In the early days of his first term, US president Barack Obama gave a speech in Prague in which he called for a world without nuclear weapons. His argument was based on a risk assessment:
In a strange turn of history, the threat of global nuclear war has gone down, but the risk of nuclear attack has gone up. More nations have acquired these weapons. Testing has continued. Black market trade in nuclear secrets abound. The technology to build the bomb has spread. Terrorists are determined to buy, build or steal one.
Even leaving aside the recent historic deal with Iran, this is a problematic interpretation. It ignores the important historical context. As far as the risk of nuclear weapons is concerned, there is no fundamental difference between the Cold War and today’s world. Research has found that terrorist groups are not too keen to acquire nuclear devices. Most of the countries that Western societies would regard as especially risky today (such as Iran and North Korea, Pakistan and India) already began their nuclear programmes during the Cold War. Moreover, history has shown that what matters in terms of risk is not whether or not a country has nuclear weapons: it’s what it intends to do with them. And that we often don’t exactly know.

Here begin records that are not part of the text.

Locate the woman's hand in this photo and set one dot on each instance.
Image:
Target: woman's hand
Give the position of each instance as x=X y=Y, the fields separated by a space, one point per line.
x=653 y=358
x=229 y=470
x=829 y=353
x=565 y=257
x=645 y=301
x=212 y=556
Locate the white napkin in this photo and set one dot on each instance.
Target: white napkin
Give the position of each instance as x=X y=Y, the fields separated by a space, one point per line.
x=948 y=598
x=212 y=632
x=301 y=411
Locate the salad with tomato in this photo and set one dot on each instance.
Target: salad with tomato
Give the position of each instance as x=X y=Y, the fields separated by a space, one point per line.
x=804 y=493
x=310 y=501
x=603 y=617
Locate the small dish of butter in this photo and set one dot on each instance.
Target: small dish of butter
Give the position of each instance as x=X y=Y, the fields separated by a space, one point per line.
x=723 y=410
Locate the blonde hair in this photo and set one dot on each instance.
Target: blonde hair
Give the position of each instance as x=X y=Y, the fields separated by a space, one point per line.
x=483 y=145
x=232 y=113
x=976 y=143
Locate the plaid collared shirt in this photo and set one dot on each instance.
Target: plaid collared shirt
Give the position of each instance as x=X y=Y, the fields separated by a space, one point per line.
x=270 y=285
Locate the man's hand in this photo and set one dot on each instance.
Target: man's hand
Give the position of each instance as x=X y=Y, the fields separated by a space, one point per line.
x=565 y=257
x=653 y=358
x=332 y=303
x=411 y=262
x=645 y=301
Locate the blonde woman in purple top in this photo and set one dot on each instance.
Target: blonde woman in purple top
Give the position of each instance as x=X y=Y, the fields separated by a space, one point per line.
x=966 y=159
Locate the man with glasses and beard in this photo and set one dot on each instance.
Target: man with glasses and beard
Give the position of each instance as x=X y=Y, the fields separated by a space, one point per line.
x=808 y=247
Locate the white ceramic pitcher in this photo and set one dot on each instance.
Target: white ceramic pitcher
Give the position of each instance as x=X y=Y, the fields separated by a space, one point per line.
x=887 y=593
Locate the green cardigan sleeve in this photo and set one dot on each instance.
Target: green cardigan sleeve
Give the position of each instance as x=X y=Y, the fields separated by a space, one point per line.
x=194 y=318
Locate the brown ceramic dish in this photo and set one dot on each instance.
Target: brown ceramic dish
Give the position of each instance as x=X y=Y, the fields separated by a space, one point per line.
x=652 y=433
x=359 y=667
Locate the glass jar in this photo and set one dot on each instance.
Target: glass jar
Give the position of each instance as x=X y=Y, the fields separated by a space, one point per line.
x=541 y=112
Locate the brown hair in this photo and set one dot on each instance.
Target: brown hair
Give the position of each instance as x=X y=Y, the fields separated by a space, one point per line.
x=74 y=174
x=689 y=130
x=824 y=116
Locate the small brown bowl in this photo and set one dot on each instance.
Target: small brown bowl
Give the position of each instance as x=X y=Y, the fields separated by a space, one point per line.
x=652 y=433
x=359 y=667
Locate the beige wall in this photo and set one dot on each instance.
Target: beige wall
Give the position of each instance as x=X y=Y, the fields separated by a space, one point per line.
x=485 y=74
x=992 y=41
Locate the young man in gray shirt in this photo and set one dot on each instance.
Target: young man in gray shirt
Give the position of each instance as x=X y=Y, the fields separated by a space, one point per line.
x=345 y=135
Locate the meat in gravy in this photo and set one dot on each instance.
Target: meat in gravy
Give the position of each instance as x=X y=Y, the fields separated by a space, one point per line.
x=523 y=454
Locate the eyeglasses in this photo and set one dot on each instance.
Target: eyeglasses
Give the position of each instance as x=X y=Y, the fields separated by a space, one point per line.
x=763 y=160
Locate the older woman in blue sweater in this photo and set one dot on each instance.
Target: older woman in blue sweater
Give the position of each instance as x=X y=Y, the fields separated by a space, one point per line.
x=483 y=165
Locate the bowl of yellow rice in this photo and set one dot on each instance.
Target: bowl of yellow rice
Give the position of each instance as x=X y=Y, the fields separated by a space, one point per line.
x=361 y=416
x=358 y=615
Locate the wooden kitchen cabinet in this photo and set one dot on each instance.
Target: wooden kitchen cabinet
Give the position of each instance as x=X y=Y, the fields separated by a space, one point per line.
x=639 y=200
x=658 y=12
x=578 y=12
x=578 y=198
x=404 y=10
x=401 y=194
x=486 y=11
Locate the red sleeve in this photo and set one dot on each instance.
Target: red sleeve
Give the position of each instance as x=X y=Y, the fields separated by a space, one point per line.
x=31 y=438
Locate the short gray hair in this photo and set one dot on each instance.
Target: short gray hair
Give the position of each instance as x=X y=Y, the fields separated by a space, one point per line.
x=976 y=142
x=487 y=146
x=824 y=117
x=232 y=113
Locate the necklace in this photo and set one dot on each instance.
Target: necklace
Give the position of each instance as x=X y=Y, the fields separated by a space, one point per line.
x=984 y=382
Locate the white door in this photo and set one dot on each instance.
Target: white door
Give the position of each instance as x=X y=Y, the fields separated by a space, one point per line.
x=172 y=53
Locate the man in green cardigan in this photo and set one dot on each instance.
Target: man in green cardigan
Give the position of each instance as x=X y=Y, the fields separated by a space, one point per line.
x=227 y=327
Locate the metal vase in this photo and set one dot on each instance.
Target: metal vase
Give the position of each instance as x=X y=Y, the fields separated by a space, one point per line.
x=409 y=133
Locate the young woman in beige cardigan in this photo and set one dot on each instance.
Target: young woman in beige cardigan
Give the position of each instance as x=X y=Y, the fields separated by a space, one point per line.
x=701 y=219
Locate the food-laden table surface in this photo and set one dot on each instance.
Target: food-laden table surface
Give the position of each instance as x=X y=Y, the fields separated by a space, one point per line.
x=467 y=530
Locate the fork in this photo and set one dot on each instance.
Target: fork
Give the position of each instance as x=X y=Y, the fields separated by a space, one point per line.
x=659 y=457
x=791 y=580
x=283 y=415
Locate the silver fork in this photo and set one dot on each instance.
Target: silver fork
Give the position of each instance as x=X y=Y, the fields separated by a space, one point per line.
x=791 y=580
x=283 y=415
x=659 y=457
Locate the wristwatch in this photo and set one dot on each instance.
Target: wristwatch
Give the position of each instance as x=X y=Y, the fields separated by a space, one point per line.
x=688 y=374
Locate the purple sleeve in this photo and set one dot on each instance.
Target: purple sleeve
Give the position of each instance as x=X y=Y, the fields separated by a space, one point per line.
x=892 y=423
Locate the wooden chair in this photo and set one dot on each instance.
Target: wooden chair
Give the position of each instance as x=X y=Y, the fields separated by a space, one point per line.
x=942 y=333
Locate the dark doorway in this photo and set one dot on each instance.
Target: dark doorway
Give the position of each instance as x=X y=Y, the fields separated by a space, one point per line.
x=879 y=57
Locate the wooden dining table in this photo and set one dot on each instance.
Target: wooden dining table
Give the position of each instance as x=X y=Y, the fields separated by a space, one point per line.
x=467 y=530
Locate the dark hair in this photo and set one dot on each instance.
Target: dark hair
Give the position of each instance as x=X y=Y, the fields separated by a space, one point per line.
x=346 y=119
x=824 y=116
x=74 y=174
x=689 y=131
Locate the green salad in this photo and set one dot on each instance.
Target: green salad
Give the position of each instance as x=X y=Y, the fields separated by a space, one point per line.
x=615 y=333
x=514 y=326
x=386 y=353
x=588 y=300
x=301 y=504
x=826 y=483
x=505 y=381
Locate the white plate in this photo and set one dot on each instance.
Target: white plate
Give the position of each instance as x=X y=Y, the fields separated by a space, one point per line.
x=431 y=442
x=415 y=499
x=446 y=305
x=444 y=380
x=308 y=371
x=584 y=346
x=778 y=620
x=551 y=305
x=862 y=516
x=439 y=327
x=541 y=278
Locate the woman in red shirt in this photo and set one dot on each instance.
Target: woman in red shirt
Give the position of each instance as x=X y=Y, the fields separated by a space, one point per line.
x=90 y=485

Plenty of accidents or near-miss situations arose during the Cold War and afterwards. Think of the Cuban missile crisis in autumn 1962 or the Able Archer incident of 1983, where the Soviet Union almost mistook a NATO military exercise for a real nuclear attack. In January 1995, Norway launched a Brant XII rocket to explore the northern lights. Russia initially regarded this as an attack and activated its defences, prepared to strike back. Accidents involving nuclear weapons continue to happen: There were 158 fires at the Atomic Weapons Establishment at Aldermaston between 2000 and 2011, and 266 fires on UK nuclear submarines since the end of the Cold War or the collision of two British and French nuclear submarines, HMS Vanguard and Le Triomphant.
Mathematical probability of risk is one thing, but perception of risk is quite another. Perceptions matter. By talking about risk people create communities: those who are fighting to prevent risks become the insiders, while those seen as responsible for the risks become the outsiders.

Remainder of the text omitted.